From owner-freebsd-fs@FreeBSD.ORG  Thu Apr 26 03:33:22 2012
Return-Path: <owner-freebsd-fs@FreeBSD.ORG>
Delivered-To: freebsd-fs@freebsd.org
Received: from mx1.freebsd.org (mx1.freebsd.org [69.147.83.52])
	by hub.freebsd.org (Postfix) with ESMTP id 6DC0C106566B
	for <freebsd-fs@freebsd.org>; Thu, 26 Apr 2012 03:33:22 +0000 (UTC)
	(envelope-from areilly@bigpond.net.au)
Received: from nskntmtas04p.mx.bigpond.com (nskntmtas04p.mx.bigpond.com
	[61.9.168.146]) by mx1.freebsd.org (Postfix) with ESMTP id 0BC8C8FC15
	for <freebsd-fs@freebsd.org>; Thu, 26 Apr 2012 03:33:21 +0000 (UTC)
Received: from nskntcmgw09p ([61.9.169.169]) by nskntmtas04p.mx.bigpond.com
	with ESMTP
	id <20120426033315.MVAP6123.nskntmtas04p.mx.bigpond.com@nskntcmgw09p>; 
	Thu, 26 Apr 2012 03:33:15 +0000
Received: from johnny.reilly.home ([124.188.161.100])
	by nskntcmgw09p with BigPond Outbound
	id 2TZE1j00E2AGJ5o01TZEsc; Thu, 26 Apr 2012 03:33:15 +0000
X-Authority-Analysis: v=2.0 cv=Lam+G0ji c=1 sm=1
	a=+rWFdGQzZE3xDYVtG1Y/Og==:17 a=z1TLwsU0kBEA:10 a=ea6dOSa9tC4A:10
	a=kj9zAlcOel0A:10 a=6I5d2MoRAAAA:8 a=FlvcrlTfTUzdFB0reuYA:9
	a=a4JVoHFC1-deISbwue4A:7 a=CjuIK1q_8ugA:10 a=GQuej_zXljwA:10
	a=yb16PtubOwQA:10 a=+rWFdGQzZE3xDYVtG1Y/Og==:117
Date: Thu, 26 Apr 2012 13:33:14 +1000
From: Andrew Reilly <areilly@bigpond.net.au>
To: Peter Maloney <peter.maloney@brockmann-consult.de>
Message-ID: <20120426033314.GA9016@johnny.reilly.home>
References: <20120424143014.GA2865@johnny.reilly.home>
	<4F96BAB9.9080303@brockmann-consult.de>
	<20120424232136.GA1441@johnny.reilly.home>
	<4F981A0D.40507@brockmann-consult.de>
Mime-Version: 1.0
Content-Type: text/plain; charset=us-ascii
Content-Disposition: inline
In-Reply-To: <4F981A0D.40507@brockmann-consult.de>
User-Agent: Mutt/1.4.2.3i
Cc: freebsd-fs@freebsd.org
Subject: Re: Odd file system corruption in ZFS pool
X-BeenThere: freebsd-fs@freebsd.org
X-Mailman-Version: 2.1.5
Precedence: list
List-Id: Filesystems <freebsd-fs.freebsd.org>
List-Unsubscribe: <http://lists.freebsd.org/mailman/listinfo/freebsd-fs>,
	<mailto:freebsd-fs-request@freebsd.org?subject=unsubscribe>
List-Archive: <http://lists.freebsd.org/pipermail/freebsd-fs>
List-Post: <mailto:freebsd-fs@freebsd.org>
List-Help: <mailto:freebsd-fs-request@freebsd.org?subject=help>
List-Subscribe: <http://lists.freebsd.org/mailman/listinfo/freebsd-fs>,
	<mailto:freebsd-fs-request@freebsd.org?subject=subscribe>
X-List-Received-Date: Thu, 26 Apr 2012 03:33:22 -0000

On Wed, Apr 25, 2012 at 05:36:45PM +0200, Peter Maloney wrote:
> On 04/25/2012 01:21 AM, Andrew Reilly wrote:
> >On Tue, Apr 24, 2012 at 04:37:45PM +0200, Peter Maloney wrote:
> >Rm and rm -r doesn't work.  Even as root, rm -rf Maildir.bad
> >returns a lot of messages of the form: foo/bar: no such file
> >or directory.  The result is that I now have a directory that
> >contains no "good" files, but a concentrated collection of
> >breakage.
> That sucks. But there is one thing I forgot... you need to run the "rm" 
> command immediately after scrub. (no export, reboot, etc. in between). 
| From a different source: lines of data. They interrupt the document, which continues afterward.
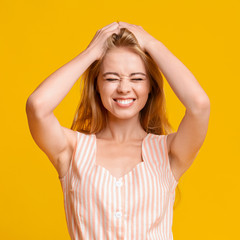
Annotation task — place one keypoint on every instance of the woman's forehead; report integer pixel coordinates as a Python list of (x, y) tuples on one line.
[(122, 62)]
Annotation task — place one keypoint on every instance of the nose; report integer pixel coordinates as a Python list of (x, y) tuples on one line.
[(124, 86)]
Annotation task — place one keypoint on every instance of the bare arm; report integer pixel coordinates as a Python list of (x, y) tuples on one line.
[(56, 141), (183, 145)]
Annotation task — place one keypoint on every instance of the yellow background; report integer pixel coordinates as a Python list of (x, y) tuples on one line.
[(38, 37)]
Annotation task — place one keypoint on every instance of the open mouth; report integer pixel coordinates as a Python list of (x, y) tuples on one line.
[(125, 101)]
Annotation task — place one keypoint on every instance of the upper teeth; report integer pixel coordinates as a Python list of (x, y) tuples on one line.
[(124, 101)]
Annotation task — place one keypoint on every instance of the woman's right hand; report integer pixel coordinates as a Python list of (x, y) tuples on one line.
[(98, 41)]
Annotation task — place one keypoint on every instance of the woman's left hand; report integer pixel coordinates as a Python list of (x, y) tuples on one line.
[(142, 36)]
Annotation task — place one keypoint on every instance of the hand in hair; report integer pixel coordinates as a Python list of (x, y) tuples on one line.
[(142, 36), (98, 41)]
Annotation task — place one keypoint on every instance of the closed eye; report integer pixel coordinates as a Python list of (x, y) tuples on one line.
[(111, 79)]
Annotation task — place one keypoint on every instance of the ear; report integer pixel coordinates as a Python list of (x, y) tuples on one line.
[(97, 89)]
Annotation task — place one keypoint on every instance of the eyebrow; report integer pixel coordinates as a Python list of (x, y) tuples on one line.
[(114, 73)]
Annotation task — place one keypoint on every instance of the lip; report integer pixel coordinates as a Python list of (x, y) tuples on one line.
[(124, 105), (123, 99)]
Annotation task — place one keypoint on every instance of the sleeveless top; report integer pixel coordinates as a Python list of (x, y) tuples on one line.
[(136, 206)]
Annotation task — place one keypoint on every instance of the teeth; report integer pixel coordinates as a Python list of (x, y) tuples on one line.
[(124, 101)]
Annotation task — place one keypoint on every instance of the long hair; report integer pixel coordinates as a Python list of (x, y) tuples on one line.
[(91, 115)]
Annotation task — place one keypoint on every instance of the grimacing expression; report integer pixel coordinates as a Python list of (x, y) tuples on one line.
[(123, 83)]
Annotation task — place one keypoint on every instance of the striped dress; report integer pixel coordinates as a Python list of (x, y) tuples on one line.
[(136, 206)]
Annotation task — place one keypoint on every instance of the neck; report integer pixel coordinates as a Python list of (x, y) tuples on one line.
[(122, 130)]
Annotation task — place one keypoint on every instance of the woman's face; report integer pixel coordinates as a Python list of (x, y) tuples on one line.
[(123, 84)]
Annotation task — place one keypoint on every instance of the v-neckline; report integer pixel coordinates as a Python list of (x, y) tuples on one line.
[(108, 172)]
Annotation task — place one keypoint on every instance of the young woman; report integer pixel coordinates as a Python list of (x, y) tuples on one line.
[(118, 164)]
I believe that I've tried that, and it still didn't work.  The
system is behaving as though the directory has a file with an
illegal or unallocated inode number.  Directories don't seem to
be amenable to the old-school techniques of looking at them with
hexdump or whatever, either, so I can't tell more than that.
The names exist in the directory, but ask for any info that
would be in the inode and you get an error.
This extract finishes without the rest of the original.